Eldest paternal progenitor is Nils Aronsson (164(6)–1701) from Boda in Liden, Västernorrland County. His great grandson, was the lieutenant colonel 'mekanikus', head of the Swedish Navy's 'mechanical estate' (the highest engineering education at the time) in Sweden and preses in the Royal Swedish Academy of Sciences Jonas Lidströmer.

==Notable members==
- Jonas Lidströmer (1755–1808), inventor
- Anna Fredrika Lidströmer (1780-1861), spouse of Admiral Otto Gustaf Nordenskiöld
- Fredrik August Lidströmer (1787–1856), architect
- Fredrik Lidströmer (1820-1863), officer at the Swedish colony of Saint Barthélemy
- August Lidströmer (1839–1915), businessman
- Gustaf Lidströmer (1871–1944), county councillor
- Sigrid Lidströmer (1866–1942), author
- Louise Lidströmer (b. 1948), artist

==Blazon==

"...A shield, in the upper part (a chief) of gold, displaying a blue symbol of Mars.
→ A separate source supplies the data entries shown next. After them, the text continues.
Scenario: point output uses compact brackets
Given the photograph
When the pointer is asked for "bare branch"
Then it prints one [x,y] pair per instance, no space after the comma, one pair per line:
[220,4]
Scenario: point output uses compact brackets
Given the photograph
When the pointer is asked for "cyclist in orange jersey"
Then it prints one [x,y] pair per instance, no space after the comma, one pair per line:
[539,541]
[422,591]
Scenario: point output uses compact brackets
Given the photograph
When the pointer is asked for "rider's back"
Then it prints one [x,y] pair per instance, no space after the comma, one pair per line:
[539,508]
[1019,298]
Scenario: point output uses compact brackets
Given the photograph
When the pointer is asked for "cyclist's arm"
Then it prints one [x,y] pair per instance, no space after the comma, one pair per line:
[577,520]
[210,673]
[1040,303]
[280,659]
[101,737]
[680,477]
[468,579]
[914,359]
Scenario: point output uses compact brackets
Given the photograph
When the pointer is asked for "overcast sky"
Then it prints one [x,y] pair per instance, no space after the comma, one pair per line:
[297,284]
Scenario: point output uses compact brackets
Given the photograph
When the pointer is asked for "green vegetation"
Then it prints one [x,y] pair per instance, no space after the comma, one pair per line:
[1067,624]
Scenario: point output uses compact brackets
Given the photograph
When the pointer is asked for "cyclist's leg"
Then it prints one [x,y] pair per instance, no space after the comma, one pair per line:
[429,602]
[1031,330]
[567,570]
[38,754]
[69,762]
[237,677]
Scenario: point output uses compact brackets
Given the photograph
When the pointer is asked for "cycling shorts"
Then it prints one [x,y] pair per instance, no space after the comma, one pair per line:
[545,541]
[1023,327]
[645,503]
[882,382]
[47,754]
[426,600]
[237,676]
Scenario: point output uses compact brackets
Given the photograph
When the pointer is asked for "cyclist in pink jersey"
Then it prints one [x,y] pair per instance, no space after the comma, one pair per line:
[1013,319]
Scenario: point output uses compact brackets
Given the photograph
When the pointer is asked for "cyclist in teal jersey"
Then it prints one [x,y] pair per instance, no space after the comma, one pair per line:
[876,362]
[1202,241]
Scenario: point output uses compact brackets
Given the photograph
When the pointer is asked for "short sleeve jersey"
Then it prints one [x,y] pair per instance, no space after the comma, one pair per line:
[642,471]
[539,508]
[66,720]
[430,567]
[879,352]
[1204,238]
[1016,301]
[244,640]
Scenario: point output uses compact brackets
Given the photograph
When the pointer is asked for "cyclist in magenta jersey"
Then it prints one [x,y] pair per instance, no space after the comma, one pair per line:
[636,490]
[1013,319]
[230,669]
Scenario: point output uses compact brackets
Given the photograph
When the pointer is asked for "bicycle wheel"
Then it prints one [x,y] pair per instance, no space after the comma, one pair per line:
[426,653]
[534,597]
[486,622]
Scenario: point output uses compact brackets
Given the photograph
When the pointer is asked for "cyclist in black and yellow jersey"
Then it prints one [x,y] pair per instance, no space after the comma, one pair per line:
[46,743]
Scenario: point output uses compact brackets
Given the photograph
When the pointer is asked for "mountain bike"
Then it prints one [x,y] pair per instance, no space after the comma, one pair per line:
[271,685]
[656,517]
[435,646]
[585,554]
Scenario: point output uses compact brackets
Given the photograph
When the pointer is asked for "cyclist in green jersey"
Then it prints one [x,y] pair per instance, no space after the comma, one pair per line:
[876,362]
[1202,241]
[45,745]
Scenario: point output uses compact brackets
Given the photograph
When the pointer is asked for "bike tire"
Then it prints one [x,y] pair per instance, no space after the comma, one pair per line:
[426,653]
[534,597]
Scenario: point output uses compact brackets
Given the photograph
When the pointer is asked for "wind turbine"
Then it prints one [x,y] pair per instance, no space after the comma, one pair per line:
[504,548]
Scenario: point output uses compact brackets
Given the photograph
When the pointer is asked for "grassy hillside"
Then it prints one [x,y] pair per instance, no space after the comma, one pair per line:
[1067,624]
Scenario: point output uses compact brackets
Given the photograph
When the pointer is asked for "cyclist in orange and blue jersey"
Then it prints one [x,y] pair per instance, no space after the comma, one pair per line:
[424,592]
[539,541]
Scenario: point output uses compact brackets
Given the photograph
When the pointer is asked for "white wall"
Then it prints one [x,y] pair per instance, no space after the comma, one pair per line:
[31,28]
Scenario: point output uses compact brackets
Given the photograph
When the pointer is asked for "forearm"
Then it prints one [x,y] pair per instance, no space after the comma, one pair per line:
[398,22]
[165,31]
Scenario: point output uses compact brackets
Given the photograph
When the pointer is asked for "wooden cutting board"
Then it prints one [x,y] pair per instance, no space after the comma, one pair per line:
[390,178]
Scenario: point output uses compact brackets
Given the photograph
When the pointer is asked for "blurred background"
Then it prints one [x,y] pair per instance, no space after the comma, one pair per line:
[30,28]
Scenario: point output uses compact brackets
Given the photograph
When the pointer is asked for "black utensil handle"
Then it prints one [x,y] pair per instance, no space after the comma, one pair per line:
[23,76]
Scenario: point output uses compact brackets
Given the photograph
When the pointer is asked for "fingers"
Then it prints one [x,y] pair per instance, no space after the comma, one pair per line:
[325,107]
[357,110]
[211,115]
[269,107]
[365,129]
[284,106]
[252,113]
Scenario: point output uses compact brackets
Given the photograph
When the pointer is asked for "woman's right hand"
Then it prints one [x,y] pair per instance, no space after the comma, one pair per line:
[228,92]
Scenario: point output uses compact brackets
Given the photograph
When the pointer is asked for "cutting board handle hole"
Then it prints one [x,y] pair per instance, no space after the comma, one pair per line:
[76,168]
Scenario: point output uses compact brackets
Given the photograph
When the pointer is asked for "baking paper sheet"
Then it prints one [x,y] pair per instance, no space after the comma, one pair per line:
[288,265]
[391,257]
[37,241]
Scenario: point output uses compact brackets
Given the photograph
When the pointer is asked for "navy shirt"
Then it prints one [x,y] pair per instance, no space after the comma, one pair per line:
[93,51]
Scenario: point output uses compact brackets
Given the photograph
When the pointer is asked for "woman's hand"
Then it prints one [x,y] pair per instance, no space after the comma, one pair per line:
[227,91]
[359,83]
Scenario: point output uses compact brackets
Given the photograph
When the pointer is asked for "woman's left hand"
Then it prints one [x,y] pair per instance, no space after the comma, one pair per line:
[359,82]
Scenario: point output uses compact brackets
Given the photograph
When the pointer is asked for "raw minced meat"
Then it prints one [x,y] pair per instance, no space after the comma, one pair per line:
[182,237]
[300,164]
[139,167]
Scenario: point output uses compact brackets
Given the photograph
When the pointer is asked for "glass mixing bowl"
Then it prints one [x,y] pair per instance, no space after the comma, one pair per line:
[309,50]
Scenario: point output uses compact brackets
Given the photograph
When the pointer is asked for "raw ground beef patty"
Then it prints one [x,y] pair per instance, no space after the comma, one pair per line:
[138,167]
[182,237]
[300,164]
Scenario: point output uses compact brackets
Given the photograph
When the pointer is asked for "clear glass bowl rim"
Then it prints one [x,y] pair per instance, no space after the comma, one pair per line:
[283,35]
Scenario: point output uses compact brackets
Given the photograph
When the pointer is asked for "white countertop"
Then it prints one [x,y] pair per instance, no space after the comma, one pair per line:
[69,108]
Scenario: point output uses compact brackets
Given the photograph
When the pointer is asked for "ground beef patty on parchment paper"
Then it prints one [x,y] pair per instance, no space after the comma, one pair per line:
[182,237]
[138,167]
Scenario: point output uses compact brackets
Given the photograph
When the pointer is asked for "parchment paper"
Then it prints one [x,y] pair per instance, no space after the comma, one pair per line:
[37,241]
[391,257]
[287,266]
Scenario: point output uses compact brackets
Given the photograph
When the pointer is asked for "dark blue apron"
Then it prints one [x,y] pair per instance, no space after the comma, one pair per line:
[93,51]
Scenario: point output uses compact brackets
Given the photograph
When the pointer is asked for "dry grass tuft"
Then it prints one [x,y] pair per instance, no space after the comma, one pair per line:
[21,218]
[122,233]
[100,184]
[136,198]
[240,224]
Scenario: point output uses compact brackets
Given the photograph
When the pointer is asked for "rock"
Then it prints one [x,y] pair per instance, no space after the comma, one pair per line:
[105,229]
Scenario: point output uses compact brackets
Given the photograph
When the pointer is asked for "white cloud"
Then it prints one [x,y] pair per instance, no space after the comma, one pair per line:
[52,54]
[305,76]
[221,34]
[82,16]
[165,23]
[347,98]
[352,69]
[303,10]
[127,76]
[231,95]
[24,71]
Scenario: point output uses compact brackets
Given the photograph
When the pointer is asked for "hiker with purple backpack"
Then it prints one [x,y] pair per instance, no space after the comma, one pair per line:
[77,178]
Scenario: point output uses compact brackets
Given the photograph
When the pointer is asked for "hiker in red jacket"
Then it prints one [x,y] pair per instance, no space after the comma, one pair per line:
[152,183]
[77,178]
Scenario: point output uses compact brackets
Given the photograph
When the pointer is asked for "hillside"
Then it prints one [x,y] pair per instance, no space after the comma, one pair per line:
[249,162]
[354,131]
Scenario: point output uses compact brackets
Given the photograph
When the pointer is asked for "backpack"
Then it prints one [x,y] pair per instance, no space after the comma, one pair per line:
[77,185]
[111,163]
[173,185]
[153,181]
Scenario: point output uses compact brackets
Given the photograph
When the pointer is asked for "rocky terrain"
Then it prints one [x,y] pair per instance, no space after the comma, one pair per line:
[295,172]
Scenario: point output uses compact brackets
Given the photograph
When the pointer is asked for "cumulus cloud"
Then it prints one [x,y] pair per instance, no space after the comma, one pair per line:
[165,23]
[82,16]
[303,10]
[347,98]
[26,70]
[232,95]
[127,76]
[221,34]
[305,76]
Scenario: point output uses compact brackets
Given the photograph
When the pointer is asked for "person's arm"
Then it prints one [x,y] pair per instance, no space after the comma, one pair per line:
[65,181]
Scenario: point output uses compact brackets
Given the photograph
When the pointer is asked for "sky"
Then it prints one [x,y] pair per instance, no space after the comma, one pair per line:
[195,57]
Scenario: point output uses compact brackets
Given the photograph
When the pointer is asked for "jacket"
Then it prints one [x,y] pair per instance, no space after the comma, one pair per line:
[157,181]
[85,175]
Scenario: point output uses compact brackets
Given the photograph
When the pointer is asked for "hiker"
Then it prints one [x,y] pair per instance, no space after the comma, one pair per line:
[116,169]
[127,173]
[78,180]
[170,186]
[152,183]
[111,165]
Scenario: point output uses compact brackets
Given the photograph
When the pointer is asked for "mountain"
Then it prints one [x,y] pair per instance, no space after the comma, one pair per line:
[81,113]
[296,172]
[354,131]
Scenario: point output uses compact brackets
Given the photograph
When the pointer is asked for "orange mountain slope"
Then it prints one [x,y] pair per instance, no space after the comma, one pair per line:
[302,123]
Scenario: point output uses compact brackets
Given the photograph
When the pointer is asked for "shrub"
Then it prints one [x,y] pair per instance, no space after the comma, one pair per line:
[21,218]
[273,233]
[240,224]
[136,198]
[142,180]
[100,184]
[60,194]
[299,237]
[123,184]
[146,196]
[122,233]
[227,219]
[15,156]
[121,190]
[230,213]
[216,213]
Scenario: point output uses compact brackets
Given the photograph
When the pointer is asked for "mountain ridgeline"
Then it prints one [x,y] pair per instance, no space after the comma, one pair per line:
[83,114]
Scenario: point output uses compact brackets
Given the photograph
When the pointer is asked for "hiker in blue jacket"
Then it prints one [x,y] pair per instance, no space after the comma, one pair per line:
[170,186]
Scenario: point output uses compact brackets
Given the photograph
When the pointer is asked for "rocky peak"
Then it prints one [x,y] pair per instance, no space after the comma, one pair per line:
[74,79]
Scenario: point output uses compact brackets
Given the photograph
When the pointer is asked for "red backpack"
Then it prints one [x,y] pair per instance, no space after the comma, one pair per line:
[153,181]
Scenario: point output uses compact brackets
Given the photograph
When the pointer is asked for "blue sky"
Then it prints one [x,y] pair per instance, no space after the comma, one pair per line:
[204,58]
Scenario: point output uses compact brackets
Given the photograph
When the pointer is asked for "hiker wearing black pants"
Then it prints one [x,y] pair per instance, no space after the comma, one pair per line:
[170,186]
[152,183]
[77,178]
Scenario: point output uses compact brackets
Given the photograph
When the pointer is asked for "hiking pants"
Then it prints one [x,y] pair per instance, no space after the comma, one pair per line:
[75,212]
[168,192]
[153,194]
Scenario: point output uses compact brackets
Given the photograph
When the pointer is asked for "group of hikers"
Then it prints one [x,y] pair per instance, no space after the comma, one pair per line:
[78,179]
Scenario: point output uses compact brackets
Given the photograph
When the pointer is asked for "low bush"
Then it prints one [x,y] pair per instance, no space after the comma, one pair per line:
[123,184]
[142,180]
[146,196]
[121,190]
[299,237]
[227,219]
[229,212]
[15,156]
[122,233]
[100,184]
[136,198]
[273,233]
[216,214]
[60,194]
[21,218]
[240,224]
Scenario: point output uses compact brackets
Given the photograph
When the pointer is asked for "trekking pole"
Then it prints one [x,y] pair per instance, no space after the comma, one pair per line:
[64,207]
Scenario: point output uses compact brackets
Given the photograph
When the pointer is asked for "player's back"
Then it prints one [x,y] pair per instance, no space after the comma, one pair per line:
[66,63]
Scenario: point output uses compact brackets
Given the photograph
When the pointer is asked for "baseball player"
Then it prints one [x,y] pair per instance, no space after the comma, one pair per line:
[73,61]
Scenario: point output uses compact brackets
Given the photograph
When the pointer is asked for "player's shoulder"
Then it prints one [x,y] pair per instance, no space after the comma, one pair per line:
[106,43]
In the lower part of the shield, which is blue, a silver bend runs diagonally from the top right to the bottom left corner, overlaid with a black cross. The open barred helmet is crowned with a wreath twisted of gold and blue, upon which rests a forward-facing owl with outstretched wings, in its natural colours. The mantling is gold on the outside and blue on the inside, as shown with its proper and true colors in this depiction of the arms."